Gerade für Lutheraner in der Evangelischen Kirche in Deutschland (EKD) kann es in geistlicher Hinsicht einen Unterschied zwischen Mann und Frau nicht geben. Alle Christen sind gleich und in gleicher Weise durch die Taufe zu Gliedern der Kirche und zur Priesterschaft berufen: ‚Was aus der Taufe gekrochen ist, das darf sich rühmen, dass es schon zu Priester, Bischof und Papst geweiht sei‘, so Luther in seiner Schrift ‚An den christlichen Adel deutscher Nation‘.

Die Begründung der Verfassungsänderung mit der Aussage des Apostels Paulus, wonach Frauen in der Versammlung der Gemeinde zu schweigen und sich unterzuordnen hätten (1. Korinther 14,34), vernachlässigt den Zusammenhang dieses Zitates. Paulus spricht an dieser Stelle eine offizielle Gemeindeversammlung in Korinth an. Es war ein in der damaligen Zeit verbreiteter Rechtsgrundsatz, dass Frauen in öffentlichen Versammlungen zu schweigen hatten.
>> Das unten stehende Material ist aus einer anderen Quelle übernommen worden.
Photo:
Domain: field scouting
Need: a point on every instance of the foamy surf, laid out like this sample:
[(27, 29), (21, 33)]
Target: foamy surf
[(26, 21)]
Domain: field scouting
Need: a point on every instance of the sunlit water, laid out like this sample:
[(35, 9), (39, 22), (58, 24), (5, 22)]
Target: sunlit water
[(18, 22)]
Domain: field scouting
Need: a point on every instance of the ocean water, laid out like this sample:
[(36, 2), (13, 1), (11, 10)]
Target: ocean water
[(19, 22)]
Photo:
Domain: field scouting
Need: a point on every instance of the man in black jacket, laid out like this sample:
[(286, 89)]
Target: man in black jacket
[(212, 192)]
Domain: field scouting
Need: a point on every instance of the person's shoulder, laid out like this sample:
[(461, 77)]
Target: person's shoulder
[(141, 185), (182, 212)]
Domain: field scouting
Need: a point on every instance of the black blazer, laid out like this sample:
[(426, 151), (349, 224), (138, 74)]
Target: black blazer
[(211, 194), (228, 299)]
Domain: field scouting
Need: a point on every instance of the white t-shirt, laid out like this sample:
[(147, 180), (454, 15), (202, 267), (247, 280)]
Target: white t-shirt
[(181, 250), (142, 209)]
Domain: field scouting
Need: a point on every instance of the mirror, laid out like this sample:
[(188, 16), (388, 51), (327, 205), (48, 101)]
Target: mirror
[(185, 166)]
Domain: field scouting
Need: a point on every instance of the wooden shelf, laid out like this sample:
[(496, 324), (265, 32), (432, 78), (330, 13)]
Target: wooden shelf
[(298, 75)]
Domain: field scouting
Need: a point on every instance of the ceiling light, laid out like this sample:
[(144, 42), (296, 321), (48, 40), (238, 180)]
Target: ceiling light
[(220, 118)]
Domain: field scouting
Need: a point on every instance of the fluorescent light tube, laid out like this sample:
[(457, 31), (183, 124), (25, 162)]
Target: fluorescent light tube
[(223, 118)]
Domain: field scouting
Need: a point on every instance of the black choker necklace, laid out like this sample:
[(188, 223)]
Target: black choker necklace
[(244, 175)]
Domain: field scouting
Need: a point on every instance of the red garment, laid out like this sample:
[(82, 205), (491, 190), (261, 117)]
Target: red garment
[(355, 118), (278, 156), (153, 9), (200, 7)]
Paulus folgt dieser Praxis – allerdings nicht aus theologischen Gründen, sondern mit Rücksicht auf die damals gängige kulturelle und rechtliche Ordnung. Heute würde Paulus auch aus solchen Gründen vermutlich genau für das Gegenteil eintreten. Mit der Beachtung der damaligen Rechtsordnung verbindet Paulus jedoch keine grundsätzliche oder gar theologisch begründete Geringschätzung der Frau. Im Gegenteil: Paulus selbst bezeugt, dass Frauen in Gebetsversammlungen und in der entstehenden Kirche ganz gleichberechtigt wie die Männer beten und prophetisch reden konnten und sollten. Beweis dafür sind die vielen Frauen, die Paulus in seinen Briefen als Gemeindemitglieder und Mit-Wirkende erwähnt.

Paulus schätzte Frauen als gleichwertige Verkündigerinnen an seiner Seite. In seinen Briefen werden in diesem Zusammenhang mindestens zwölf Frauen erwähnt, welche an wichtigen Positionen in Verkündigung und Gemeinde standen. Zusammenfassend schreibt Paulus: ‚Denn ihr alle, die ihr auf Christus getauft seid, habt Christus angezogen. Hier ist nicht Jude noch Grieche, hier ist nicht Sklave noch Freier, hier ist nicht Mann noch Frau; denn ihr seid allesamt einer in Christus Jesus.‘ (Galater 3,27 f.)

In einem Schreiben vom 29. Juni 2015 an Erzbischof Jānis Vanags und die Kirchenleitung der ELKL habe ich meiner Sorge über den eingeschlagenen Weg Ausdruck verliehen und auf die Belastung hingewiesen, die die Verweigerung der Frauenordination für unsere Beziehungen bedeuten würde. Nicht nur in der Nordkirche, sondern auch im LWB und in der VELKD stehen wir seit Jahrzehnten in vielfältigem Kontakt und kooperativen Bezügen.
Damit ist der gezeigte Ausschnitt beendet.